Published online Jun 27, 2013. doi: 10.4240/wjgs.v5.i6.161
Revised: April 26, 2013
Accepted: May 18, 2013
Published online: June 27, 2013
Processing time: 112 Days and 20.7 Hours
The rate of choledocholithiasis in patients with symptomatic cholelithiasis is estimated to be approximately 10%-33%, depending on the patient’s age. Development of Endoscopic Retrograde Cholangiopancreatography and Laparoscopic Surgery and improvement of diagnostic procedures have influenced new approaches to the management of common bile duct stones in association with gallstones. At present available minimally-invasive treatments of cholecysto-choledocal lithiasis include: single-stage laparoscopic treatment, perioperative endoscopic treatment and endoscopic treatment alone. Published data evidence that, associated endoscopic-laparoscopic approach necessitates increased number of procedures per patient while single-stage laparoscopic treatment is associated with a shorter hospital stay. However, current data does not suggest clear superiority of any one approach with regard to success, mortality, morbidity and cost-effectiveness. Considering the variety of therapeutic options available for management, a critical appraisal and decision-making is required. Endoscopic retrograde cholangiopancreatography/EST should be adopted on a selective basis, i.e., in patients with acute obstructive suppurative cholangitis, severe biliary pancreatitis, ampullary stone impaction or severe comorbidity. In a setting where all facilities are available, decision in the selection of the therapeutic option depends on the patients, the number and size of choledocholithiasis stones, the anatomy of the cystic duct and common bile duct, the surgical history of patients and local expertise.

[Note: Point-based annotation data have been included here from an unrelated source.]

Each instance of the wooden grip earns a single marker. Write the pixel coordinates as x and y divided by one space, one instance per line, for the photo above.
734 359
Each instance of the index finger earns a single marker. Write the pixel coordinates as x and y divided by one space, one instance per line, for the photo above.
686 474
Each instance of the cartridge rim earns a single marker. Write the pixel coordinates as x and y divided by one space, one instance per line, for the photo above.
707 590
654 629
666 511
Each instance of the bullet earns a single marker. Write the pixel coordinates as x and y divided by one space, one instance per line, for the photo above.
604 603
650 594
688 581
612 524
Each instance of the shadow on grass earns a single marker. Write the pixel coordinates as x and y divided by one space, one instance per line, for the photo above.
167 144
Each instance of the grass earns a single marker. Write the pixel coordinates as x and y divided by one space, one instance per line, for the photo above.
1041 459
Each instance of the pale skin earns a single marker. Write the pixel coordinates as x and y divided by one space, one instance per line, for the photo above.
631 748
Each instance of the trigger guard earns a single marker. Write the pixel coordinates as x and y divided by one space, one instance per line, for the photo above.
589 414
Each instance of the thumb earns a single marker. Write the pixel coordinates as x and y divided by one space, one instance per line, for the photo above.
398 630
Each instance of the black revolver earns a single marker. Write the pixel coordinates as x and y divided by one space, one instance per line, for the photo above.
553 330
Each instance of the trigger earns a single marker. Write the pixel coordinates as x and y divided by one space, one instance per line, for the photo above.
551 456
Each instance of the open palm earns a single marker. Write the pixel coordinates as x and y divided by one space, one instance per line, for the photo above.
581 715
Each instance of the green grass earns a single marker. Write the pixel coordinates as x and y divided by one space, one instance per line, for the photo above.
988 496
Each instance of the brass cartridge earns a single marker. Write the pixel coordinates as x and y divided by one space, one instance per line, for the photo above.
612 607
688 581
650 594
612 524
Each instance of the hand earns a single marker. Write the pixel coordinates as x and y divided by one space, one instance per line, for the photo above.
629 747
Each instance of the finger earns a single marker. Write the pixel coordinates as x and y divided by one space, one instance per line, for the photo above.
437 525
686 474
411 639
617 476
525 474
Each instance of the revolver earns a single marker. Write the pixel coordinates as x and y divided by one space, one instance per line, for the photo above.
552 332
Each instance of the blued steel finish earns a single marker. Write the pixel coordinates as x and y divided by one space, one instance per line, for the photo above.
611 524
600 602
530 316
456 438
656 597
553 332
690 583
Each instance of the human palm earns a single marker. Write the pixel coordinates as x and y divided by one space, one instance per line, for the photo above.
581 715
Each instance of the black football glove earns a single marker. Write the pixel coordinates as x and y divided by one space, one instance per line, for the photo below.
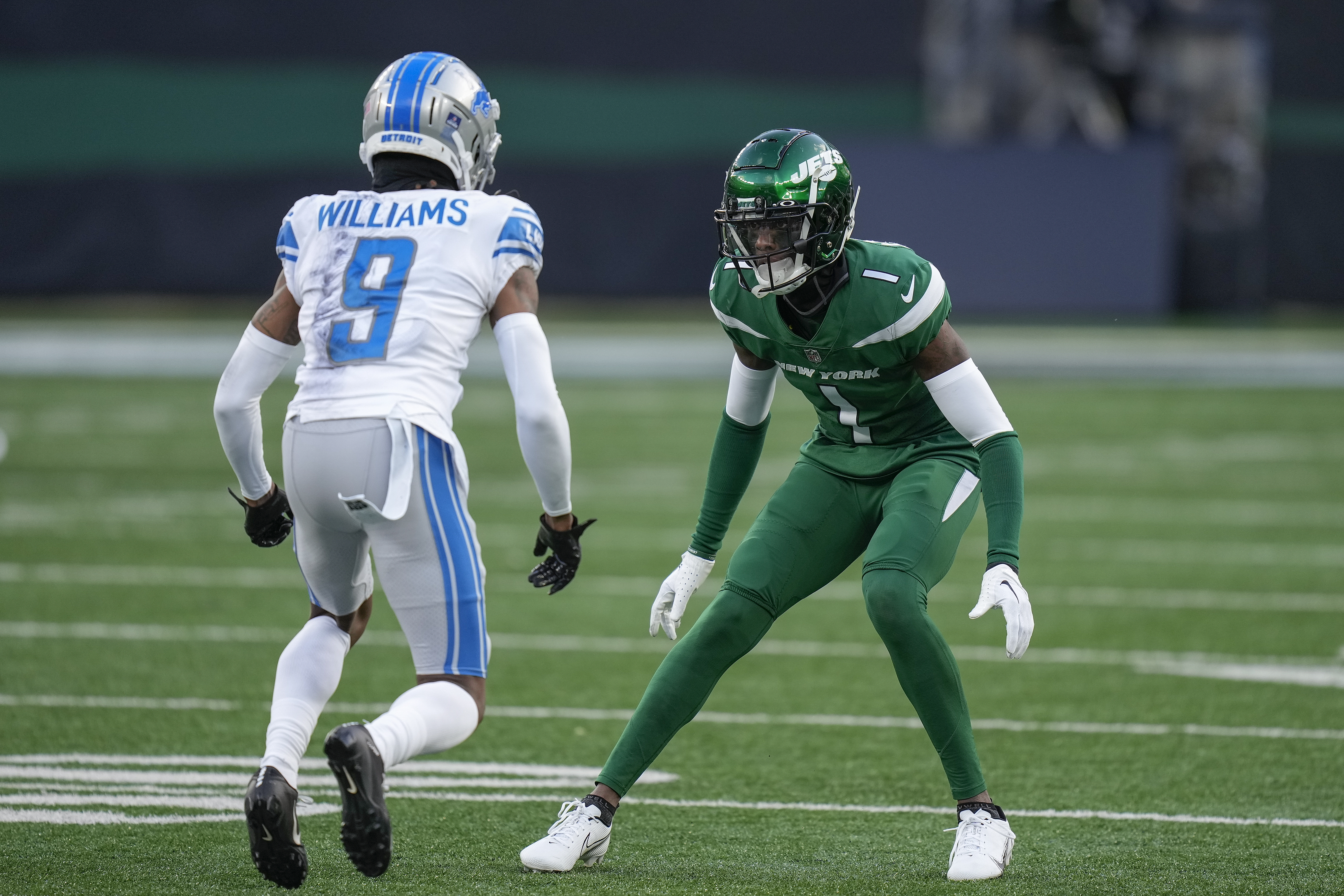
269 523
557 570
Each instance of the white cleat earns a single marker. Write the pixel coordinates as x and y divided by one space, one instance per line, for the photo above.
983 847
580 836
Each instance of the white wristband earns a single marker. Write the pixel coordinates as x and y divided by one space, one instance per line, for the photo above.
751 393
543 432
256 365
969 405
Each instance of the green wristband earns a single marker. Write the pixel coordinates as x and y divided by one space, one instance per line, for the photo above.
1002 489
737 449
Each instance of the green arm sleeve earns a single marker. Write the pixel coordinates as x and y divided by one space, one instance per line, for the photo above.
737 449
1000 486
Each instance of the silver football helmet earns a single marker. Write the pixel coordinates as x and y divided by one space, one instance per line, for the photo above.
429 104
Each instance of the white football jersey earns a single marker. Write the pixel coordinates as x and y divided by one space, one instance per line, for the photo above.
392 291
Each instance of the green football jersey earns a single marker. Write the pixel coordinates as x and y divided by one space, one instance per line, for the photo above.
874 414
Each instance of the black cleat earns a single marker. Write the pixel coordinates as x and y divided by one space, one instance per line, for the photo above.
366 831
271 811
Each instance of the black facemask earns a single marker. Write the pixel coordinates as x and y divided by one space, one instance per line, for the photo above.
404 171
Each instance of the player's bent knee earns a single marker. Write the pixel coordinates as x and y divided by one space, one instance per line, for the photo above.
894 600
730 626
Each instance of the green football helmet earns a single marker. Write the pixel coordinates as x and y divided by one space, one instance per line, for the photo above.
788 210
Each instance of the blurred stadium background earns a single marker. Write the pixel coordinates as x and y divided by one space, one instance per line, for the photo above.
1139 206
1087 159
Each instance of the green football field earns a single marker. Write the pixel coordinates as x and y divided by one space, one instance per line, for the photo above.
1181 707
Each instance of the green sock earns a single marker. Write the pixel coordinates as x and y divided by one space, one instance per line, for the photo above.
928 672
725 633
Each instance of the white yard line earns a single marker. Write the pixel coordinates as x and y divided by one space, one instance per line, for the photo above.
1323 672
68 817
57 782
67 574
151 577
1198 553
616 715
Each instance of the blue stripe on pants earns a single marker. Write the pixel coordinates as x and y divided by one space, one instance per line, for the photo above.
459 558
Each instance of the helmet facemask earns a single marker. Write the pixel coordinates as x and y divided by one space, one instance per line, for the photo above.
780 244
783 229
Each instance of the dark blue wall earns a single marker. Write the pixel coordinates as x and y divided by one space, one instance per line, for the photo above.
1068 232
1072 232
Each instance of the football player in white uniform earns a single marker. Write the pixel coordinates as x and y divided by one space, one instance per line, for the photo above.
386 288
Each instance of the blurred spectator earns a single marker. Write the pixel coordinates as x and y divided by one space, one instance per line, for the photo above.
1044 70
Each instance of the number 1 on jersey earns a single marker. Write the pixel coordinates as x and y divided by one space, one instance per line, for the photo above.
374 279
849 416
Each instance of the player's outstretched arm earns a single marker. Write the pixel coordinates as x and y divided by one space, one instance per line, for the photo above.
261 355
543 430
737 449
969 405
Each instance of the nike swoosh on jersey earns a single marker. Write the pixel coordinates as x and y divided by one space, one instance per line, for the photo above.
881 274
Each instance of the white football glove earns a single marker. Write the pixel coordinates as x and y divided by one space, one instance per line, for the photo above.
675 593
1000 588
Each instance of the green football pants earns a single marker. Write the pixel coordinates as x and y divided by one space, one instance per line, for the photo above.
810 532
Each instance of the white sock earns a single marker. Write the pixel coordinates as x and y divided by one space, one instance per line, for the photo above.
428 718
306 679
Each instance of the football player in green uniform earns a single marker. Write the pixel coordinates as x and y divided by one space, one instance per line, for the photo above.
909 438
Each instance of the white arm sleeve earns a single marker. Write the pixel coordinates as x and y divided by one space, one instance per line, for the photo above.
969 405
543 432
256 365
751 393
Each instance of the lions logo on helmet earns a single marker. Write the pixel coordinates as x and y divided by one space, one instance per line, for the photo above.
431 104
788 210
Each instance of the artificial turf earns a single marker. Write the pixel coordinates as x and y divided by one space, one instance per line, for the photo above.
1129 487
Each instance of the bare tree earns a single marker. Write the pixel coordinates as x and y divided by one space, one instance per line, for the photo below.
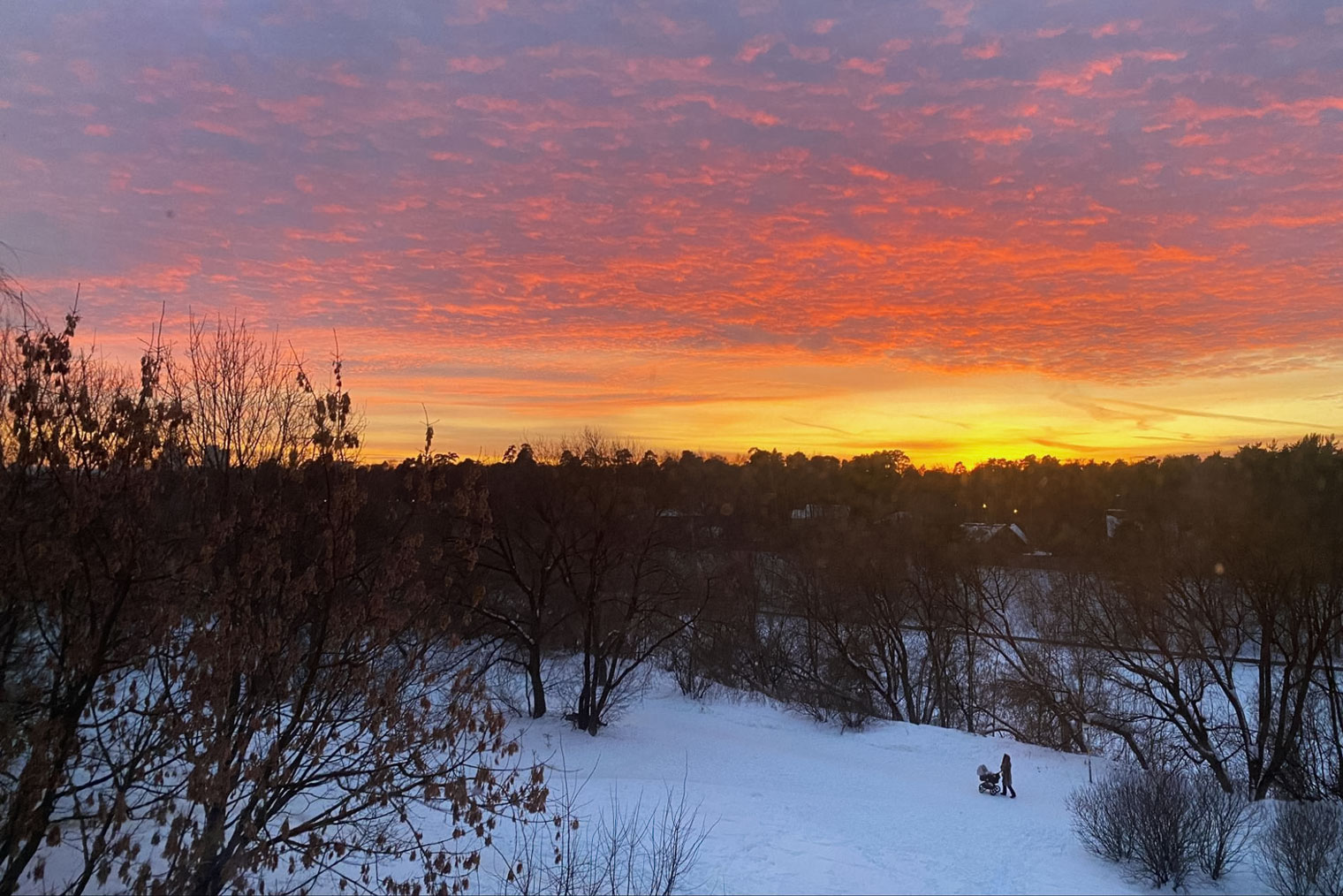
243 395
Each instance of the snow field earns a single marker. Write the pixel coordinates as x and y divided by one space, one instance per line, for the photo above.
798 808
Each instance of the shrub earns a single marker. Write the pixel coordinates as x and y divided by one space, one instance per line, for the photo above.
1301 848
1225 828
1164 824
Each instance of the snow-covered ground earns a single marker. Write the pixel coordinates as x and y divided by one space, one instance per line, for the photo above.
798 808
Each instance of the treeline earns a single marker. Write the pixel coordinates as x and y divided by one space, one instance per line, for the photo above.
1180 611
224 666
232 656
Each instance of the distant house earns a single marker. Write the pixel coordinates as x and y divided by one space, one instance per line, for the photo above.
831 512
1118 520
1005 536
899 518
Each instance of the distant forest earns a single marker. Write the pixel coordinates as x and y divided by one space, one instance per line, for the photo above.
209 611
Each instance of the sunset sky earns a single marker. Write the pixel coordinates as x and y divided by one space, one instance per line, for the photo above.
963 229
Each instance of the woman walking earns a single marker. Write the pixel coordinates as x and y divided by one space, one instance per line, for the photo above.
1006 774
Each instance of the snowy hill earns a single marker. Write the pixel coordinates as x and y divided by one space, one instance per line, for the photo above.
806 809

Core tip: Development of Endoscopic Retrograde Cholangiopancreatography and Laparoscopic Surgery have influenced new approaches to the management of cholecysto-choledocal lithiasis. At present available minimally-invasive treatments include: single-stage laparoscopic treatment, perioperative endoscopic treatment and endoscopic treatment alone. Current data does not suggest clear superiority of any one approach with regard to success, mortality, morbidity and cost-effectiveness. Considering the variety of therapeutic options available for management, a critical appraisal and decision-making is required. This should preferably be dictate on the patient, the clinical presentation, the timing of diagnosis (established pre-operative diagnosis or incidental intraoperative diagnosis), the surgical pathology and the local expertise.